Higher education was no stranger to this change, as many institutions were forced to close their doors to care for the welfare of students, teachers, etc. and, therefore, to stop providing a traditional education designed in a group and face-to-face format.

In a process of recovering ground and not keeping their doors closed until an undefined future, these institutions found themselves in a situation of adopting new tools or waiting for the crisis to end.

Some higher education institutions in Latin America had a great adaptation to this change, because they were ahead of the curve. Years ago, they were beginning to implement new technology, train students in their new culture, structure and/or process; all thinking about continuous improvement and not survival in the face of unforeseen events.

On the contrary, other institutions, had little or no digital transformation, so instead of supporting students with an efficient and effective education, they only offered a service that was not up to their cost; they offered a service using their staff and their consumers as an experimental sample.

The following are some important items mentioned in a study by the Inter-American Development Bank.

Challenges of higher education in Latin America.


Access to higher education has increased in recent years, but it is due more to the demand of the population than to the opportunity provided by these institutions, it is due more to the number of graduates from secondary education institutions than to the enrollments offered.

There is still a large gap in access to education at all levels. In the case of higher education, it is noted that “disadvantaged ethnic groups are 15% less likely to have access to higher education”.

Of the social groups with fewer economic resources, only 5% of them managed to enroll in a higher education institution.

Education in Latin America is a point of looks between people who must guarantee its quality, what are those in charge, at the institution and state level, doing to reduce the gaps presented, did the digital transformation help to reduce these gaps?

-Quality assurance:

Institutions are starting to implement new technology, new resources, but how much is technology linked to educational quality?

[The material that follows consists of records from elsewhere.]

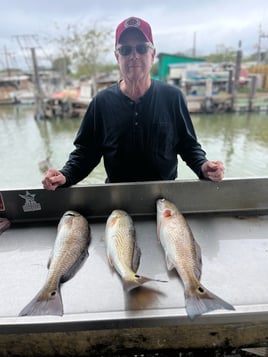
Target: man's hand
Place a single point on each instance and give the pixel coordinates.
(53, 179)
(213, 170)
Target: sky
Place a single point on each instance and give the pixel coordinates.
(178, 26)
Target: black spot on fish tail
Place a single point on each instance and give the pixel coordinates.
(44, 304)
(202, 300)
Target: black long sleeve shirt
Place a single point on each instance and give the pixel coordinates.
(139, 141)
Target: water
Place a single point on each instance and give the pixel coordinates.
(239, 140)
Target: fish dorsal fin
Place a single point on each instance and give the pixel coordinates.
(136, 257)
(170, 264)
(75, 267)
(198, 261)
(167, 213)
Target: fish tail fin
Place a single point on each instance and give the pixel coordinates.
(137, 280)
(44, 304)
(201, 300)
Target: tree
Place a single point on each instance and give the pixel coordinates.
(86, 47)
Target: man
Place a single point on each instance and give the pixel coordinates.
(138, 125)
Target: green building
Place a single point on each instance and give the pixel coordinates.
(165, 60)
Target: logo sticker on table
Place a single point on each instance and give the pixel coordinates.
(30, 203)
(2, 205)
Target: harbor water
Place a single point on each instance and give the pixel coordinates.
(240, 140)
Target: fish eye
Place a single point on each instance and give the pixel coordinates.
(200, 289)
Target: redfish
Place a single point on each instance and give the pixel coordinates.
(69, 253)
(122, 250)
(184, 254)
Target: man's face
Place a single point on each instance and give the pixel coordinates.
(135, 66)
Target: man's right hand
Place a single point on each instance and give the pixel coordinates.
(53, 179)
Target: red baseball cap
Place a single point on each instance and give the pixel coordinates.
(136, 23)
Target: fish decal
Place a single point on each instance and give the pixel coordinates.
(184, 254)
(69, 253)
(122, 250)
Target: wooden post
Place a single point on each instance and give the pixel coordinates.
(38, 94)
(236, 75)
(252, 92)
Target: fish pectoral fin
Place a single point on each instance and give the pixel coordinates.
(136, 257)
(75, 267)
(44, 304)
(170, 264)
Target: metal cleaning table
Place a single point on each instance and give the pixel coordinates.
(229, 221)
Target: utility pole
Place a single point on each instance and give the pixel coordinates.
(194, 45)
(38, 94)
(6, 55)
(261, 35)
(236, 74)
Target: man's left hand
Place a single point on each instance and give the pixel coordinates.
(213, 170)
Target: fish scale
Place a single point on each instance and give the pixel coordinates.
(122, 250)
(69, 253)
(184, 254)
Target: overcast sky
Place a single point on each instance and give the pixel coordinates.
(175, 23)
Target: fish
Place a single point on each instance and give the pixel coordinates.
(183, 253)
(67, 256)
(122, 250)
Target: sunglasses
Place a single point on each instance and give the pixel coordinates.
(141, 49)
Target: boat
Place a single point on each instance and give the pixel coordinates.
(229, 221)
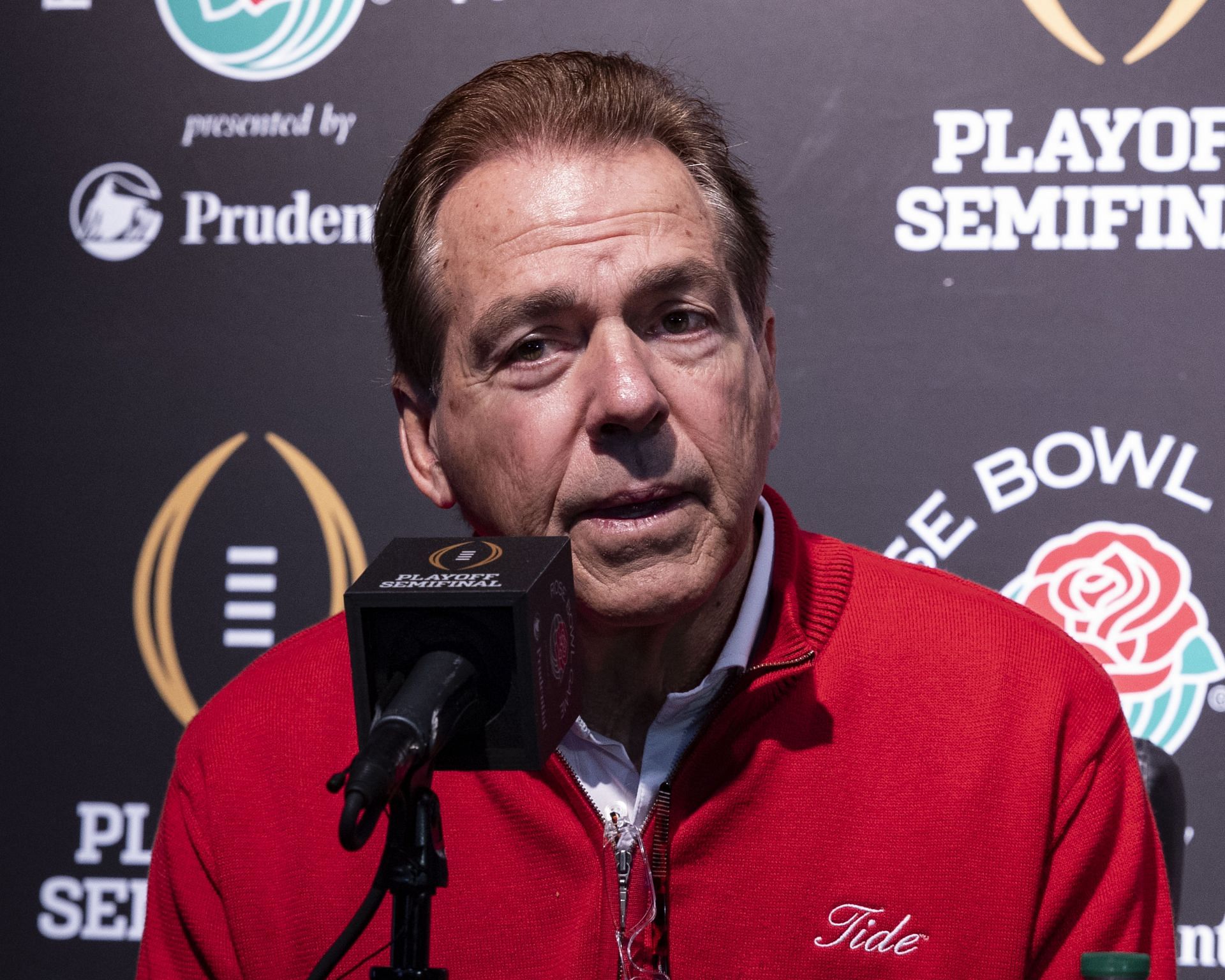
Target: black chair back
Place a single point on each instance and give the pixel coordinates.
(1169, 801)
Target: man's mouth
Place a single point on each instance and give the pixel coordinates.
(635, 506)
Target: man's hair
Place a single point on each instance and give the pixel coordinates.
(572, 101)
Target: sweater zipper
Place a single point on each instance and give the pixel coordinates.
(660, 859)
(623, 881)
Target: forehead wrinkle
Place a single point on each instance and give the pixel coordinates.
(593, 234)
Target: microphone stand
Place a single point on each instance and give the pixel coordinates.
(413, 868)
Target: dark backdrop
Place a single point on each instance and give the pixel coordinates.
(901, 368)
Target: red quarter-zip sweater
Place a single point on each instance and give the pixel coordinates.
(914, 778)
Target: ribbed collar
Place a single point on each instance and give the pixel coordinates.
(809, 587)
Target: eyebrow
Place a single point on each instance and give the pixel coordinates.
(505, 314)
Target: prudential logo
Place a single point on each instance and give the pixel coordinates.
(113, 212)
(258, 40)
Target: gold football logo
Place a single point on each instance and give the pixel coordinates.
(466, 555)
(1050, 14)
(154, 568)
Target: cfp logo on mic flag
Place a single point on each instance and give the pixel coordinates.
(258, 40)
(156, 567)
(1125, 596)
(1050, 14)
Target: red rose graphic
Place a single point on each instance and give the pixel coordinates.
(1124, 595)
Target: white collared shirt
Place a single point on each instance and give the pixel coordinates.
(602, 765)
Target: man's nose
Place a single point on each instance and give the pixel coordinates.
(624, 394)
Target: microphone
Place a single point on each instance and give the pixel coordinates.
(462, 657)
(426, 713)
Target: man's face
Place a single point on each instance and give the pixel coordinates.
(599, 378)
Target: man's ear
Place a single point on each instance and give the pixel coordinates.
(418, 442)
(768, 355)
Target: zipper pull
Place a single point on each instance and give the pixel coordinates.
(623, 849)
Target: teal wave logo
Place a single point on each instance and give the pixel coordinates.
(1125, 595)
(258, 40)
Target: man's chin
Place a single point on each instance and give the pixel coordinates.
(637, 598)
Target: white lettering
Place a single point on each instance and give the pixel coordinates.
(100, 908)
(102, 825)
(61, 897)
(1064, 480)
(916, 207)
(1037, 218)
(930, 532)
(1110, 138)
(134, 842)
(997, 160)
(962, 131)
(293, 221)
(1004, 468)
(202, 209)
(965, 207)
(1174, 483)
(1208, 138)
(1149, 149)
(1131, 447)
(1106, 214)
(1064, 141)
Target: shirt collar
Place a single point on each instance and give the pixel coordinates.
(739, 648)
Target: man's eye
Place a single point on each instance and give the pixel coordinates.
(528, 351)
(683, 322)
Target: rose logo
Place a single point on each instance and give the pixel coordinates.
(1125, 595)
(559, 647)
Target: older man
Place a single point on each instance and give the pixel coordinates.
(835, 765)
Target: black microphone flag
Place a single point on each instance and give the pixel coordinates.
(505, 605)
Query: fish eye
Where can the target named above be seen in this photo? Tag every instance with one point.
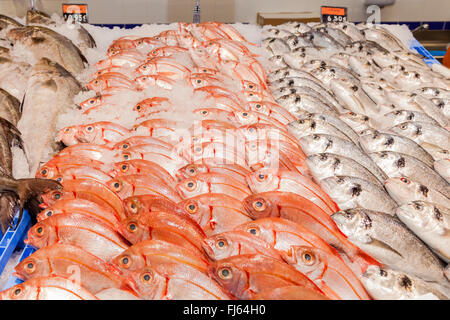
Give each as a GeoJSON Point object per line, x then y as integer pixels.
{"type": "Point", "coordinates": [220, 244]}
{"type": "Point", "coordinates": [117, 186]}
{"type": "Point", "coordinates": [147, 278]}
{"type": "Point", "coordinates": [261, 177]}
{"type": "Point", "coordinates": [191, 208]}
{"type": "Point", "coordinates": [190, 185]}
{"type": "Point", "coordinates": [224, 273]}
{"type": "Point", "coordinates": [308, 258]}
{"type": "Point", "coordinates": [253, 230]}
{"type": "Point", "coordinates": [39, 230]}
{"type": "Point", "coordinates": [132, 227]}
{"type": "Point", "coordinates": [125, 262]}
{"type": "Point", "coordinates": [17, 291]}
{"type": "Point", "coordinates": [259, 205]}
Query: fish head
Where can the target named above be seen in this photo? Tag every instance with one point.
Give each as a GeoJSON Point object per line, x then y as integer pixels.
{"type": "Point", "coordinates": [421, 214]}
{"type": "Point", "coordinates": [191, 170]}
{"type": "Point", "coordinates": [191, 187]}
{"type": "Point", "coordinates": [47, 171]}
{"type": "Point", "coordinates": [91, 102]}
{"type": "Point", "coordinates": [40, 235]}
{"type": "Point", "coordinates": [20, 292]}
{"type": "Point", "coordinates": [379, 282]}
{"type": "Point", "coordinates": [354, 223]}
{"type": "Point", "coordinates": [68, 135]}
{"type": "Point", "coordinates": [132, 229]}
{"type": "Point", "coordinates": [315, 143]}
{"type": "Point", "coordinates": [257, 206]}
{"type": "Point", "coordinates": [36, 265]}
{"type": "Point", "coordinates": [230, 276]}
{"type": "Point", "coordinates": [121, 186]}
{"type": "Point", "coordinates": [402, 189]}
{"type": "Point", "coordinates": [262, 180]}
{"type": "Point", "coordinates": [50, 197]}
{"type": "Point", "coordinates": [306, 259]}
{"type": "Point", "coordinates": [48, 212]}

In many cases, it is believed that technology will improve procedures, and they are not far from the truth, but to achieve this, digitalization is not enough.

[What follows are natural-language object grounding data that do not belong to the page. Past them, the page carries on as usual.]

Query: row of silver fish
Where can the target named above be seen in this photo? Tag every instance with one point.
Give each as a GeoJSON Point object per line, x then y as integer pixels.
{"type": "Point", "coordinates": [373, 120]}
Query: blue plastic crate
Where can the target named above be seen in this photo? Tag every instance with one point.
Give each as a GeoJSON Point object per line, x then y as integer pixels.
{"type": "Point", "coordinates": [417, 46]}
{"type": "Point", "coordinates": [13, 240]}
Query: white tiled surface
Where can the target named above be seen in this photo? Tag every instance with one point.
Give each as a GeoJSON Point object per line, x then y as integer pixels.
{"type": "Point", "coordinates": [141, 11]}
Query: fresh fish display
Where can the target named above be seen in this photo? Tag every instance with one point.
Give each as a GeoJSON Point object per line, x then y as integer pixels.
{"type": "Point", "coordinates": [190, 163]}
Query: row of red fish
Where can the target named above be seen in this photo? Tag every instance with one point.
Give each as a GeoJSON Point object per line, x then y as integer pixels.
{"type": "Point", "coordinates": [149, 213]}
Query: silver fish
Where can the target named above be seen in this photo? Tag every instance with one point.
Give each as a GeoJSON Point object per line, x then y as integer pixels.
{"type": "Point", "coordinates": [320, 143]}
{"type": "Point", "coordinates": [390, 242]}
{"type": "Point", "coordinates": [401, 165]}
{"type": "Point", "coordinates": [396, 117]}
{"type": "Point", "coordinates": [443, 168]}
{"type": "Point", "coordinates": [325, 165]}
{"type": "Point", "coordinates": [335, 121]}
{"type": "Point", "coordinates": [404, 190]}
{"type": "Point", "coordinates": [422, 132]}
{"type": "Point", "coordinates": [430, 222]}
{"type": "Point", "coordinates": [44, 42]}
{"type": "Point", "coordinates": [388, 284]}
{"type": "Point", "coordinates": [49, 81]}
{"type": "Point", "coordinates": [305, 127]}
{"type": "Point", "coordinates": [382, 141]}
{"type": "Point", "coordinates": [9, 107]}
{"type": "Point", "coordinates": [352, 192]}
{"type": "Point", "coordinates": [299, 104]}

We must also focus on the following; what we are going to use this technology for, how it will help in the academic processes, how it will improve the quality of education.

If we implement something, we find ourselves in the need and the obligation to make it productive. And the way to make a new resource productive is by adapting it to our growth, by training our student community, by generating a cultural transformation accompanied by a digital transformation.

-Lack of alignment with the needs of the workforce:

Latin America, compared to other sectors, has a difficulty when it comes to linking what is taught with what is needed.

How many of the skills, learned in the years of higher education, are useful to us at the time of developing in the workplace.

Faced with the lack of guarantee of acquiring productive competencies for adaptation in work environments, students find themselves in the need to continually train in other institutions, to seek other means to survive in a competitive world.

Then the questions arise: Do we really know what employers are looking for today, and is our education designed for yesterday’s or tomorrow’s workforce?